Bug 1693816 - An engine restore from a backup can fail to start due to missing custom certificates (or similar)
Summary: An engine restore from a backup can fail to start due to missing custom certi...
Keywords:
Status: CLOSED CURRENTRELEASE
Alias: None
Product: ovirt-engine
Classification: oVirt
Component: Backup-Restore.Engine
Version: 4.3.0
Hardware: Unspecified
OS: Unspecified
medium
high
Target Milestone: ovirt-4.3.5
: ---
Assignee: Yedidyah Bar David
QA Contact: Petr Matyáš
URL:
Whiteboard:
: 1717176 (view as bug list)
Depends On:
Blocks: 1700655
TreeView+ depends on / blocked
 
Reported: 2019-03-28 17:06 UTC by Simone Tiraboschi
Modified: 2020-08-03 15:38 UTC (History)
9 users (show)

Fixed In Version:
Doc Type: Bug Fix
Doc Text:
The documentation for configuring SSO instructs to create two new files, /etc/httpd/http.keytab and /etc/httpd/conf.d/ovirt-sso.conf . Now, these two files are backed up and restored by engine-backup, if they exist. This allows the restored engine to start successfully, including keeping the SSO configuration.
Clone Of:
Environment:
Last Closed: 2019-07-30 14:08:37 UTC
oVirt Team: Integration
Embargoed:
sbonazzo: ovirt-4.3?
sbonazzo: planning_ack?
sbonazzo: devel_ack+
lleistne: testing_ack+


Attachments (Terms of Use)


Links
System ID Private Priority Status Summary Last Updated
oVirt gerrit 99066 0 'None' MERGED packaging: engine-backup: Handle httpd SSO 2020-11-10 14:00:05 UTC
oVirt gerrit 99068 0 'None' ABANDONED packaging: engine-backup: Exclude non-configuration files 2020-11-10 13:59:45 UTC
oVirt gerrit 99069 0 'None' ABANDONED packaging: engine-backup: Handle all of /etc/httpd 2020-11-10 13:59:45 UTC
oVirt gerrit 99800 0 'None' MERGED packaging: engine-backup: Handle httpd SSO 2020-11-10 13:59:45 UTC
oVirt gerrit 100746 0 'None' ABANDONED packaging: engine-backup: Allow including hooks in backup 2020-11-10 14:00:05 UTC

Description Simone Tiraboschi 2019-03-28 17:06:28 UTC
Description of problem:
see https://bugzilla.redhat.com/show_bug.cgi?id=1660595#c16
according to the reports we have case where, after the restore, the engine doesn't correctly accepts connection due to a missing custom certificate or to a broken kerberos configuration with an external identity provider.

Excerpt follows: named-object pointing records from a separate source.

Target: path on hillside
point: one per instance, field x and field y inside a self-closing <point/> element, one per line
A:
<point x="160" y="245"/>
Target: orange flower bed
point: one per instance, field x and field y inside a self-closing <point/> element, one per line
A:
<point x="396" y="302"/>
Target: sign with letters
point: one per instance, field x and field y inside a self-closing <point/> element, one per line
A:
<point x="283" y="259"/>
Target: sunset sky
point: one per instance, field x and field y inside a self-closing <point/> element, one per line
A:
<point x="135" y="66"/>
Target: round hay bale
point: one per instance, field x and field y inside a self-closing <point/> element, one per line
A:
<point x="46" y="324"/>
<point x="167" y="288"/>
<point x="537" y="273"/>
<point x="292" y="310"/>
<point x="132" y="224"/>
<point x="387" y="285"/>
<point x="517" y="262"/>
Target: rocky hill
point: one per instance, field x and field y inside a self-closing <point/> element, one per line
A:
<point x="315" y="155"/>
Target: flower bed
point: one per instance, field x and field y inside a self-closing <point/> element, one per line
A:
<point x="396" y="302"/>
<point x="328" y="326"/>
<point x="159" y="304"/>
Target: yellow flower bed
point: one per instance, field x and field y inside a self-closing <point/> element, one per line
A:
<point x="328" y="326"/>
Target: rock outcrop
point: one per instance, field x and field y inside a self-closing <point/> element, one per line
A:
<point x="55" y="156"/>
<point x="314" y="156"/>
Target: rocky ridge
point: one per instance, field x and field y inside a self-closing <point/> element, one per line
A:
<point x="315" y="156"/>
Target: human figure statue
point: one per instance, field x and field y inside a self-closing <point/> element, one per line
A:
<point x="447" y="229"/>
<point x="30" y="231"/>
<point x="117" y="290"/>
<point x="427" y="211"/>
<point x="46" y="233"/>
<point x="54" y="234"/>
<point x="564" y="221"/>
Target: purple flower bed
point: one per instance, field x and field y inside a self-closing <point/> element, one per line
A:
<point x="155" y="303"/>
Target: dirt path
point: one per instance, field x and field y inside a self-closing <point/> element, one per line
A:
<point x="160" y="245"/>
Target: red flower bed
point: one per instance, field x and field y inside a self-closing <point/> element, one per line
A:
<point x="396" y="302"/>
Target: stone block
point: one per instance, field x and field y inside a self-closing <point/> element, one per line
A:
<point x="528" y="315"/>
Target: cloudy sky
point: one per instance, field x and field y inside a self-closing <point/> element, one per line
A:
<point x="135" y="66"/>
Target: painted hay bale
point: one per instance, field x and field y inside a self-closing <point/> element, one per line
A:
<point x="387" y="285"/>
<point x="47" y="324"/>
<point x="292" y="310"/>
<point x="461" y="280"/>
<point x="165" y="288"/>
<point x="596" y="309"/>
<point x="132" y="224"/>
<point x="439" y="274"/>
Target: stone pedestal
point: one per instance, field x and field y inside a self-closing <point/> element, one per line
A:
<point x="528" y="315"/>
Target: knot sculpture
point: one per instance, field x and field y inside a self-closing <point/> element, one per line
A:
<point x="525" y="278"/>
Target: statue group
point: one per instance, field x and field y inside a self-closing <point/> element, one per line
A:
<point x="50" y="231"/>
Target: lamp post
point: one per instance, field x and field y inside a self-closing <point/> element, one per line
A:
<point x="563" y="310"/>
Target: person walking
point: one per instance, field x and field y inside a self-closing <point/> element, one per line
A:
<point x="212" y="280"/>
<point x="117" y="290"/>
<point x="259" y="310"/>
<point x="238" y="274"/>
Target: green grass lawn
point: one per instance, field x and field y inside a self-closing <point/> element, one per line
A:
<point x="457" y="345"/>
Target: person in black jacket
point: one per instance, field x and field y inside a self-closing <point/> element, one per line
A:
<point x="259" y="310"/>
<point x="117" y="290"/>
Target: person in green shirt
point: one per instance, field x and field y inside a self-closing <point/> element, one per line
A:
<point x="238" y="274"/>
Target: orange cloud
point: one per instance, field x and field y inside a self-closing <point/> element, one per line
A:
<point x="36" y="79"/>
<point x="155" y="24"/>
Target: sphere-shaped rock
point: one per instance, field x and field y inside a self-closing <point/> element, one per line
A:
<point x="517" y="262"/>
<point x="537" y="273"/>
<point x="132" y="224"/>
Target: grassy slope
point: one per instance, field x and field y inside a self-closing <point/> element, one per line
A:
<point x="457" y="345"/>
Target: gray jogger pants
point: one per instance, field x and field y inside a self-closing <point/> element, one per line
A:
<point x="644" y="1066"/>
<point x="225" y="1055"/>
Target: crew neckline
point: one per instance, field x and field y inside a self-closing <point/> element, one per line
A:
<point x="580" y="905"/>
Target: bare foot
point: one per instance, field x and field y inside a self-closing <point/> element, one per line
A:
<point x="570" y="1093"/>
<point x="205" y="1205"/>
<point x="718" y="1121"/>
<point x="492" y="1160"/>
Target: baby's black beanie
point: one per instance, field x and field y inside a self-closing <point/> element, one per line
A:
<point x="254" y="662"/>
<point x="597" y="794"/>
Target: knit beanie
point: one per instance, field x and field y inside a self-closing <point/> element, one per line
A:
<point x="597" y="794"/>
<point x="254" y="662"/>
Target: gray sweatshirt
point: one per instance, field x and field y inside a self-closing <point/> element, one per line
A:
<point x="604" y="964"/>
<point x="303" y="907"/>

Version-Release number of selected component (if applicable):
4.3

How reproducible:
?

Steps to Reproduce:
1. ?
2.
3.

Actual results:
a restored engine starts but doesn't accepts user connections.

Expected results:
- backup and restore what's (including custom certificates or kerberos conf) needed to "always" (not really sure on how we can be exhaustive here) be able to correctly start the engine after the restore
- provide a kind of "safe mode" for the engine where we are confident that at least the core set of functionalities can always go up on disaster recovery and then let the user add/restore what's missing

Additional info:

Comment 1 Yedidyah Bar David 2019-03-31 06:01:25 UTC
(In reply to Simone Tiraboschi from comment #0)
> Description of problem:
> see https://bugzilla.redhat.com/show_bug.cgi?id=1660595#c16
> according to the reports we have case where, after the restore, the engine
> doesn't correctly accepts connection due to a missing custom certificate or
> to a broken kerberos configuration with an external identity provider.
> 
> 
> Version-Release number of selected component (if applicable):
> 4.3
> 
> How reproducible:
> ?

Probably always

> 
> Steps to Reproduce:
> 1. ?

I guess at least one concrete example provided by the referenced bug 1660595
is to follow the documentation:

https://access.redhat.com/documentation/en-us/red_hat_virtualization/4.1/html/administration_guide/configuring_ldap_and_kerberos_for_single_sign-on

> 2.
> 3.
> 
> Actual results:
> a restored engine starts but doesn't accepts user connections.
> 
> Expected results:
> - backup and restore what's (including custom certificates or kerberos conf)
> needed to "always" (not really sure on how we can be exhaustive here) be
> able to correctly start the engine after the restore

So far, we only backed up stuff written by our *code*, not documentation.

Another option is to change the documentation to adhere to the way the code
works. Meaning - to tell users to write custom conf/stuff in engine-specific
locations, not system-wide ones. Need to check the specific cases, though.

> - provide a kind of "safe mode" for the engine where we are confident that
> at least the core set of functionalities can always go up on disaster
> recovery and then let the user add/restore what's missing
> 

Might make sense. We need a different bug for this, and also there, we need
to enumerate the concrete failure modes that fail-safe should prevent. And/or
to make it a tracker.

Comment 2 Yedidyah Bar David 2019-03-31 06:18:48 UTC
How about this:

Backup all of /etc/pki, /etc/httpd (perhaps others as well)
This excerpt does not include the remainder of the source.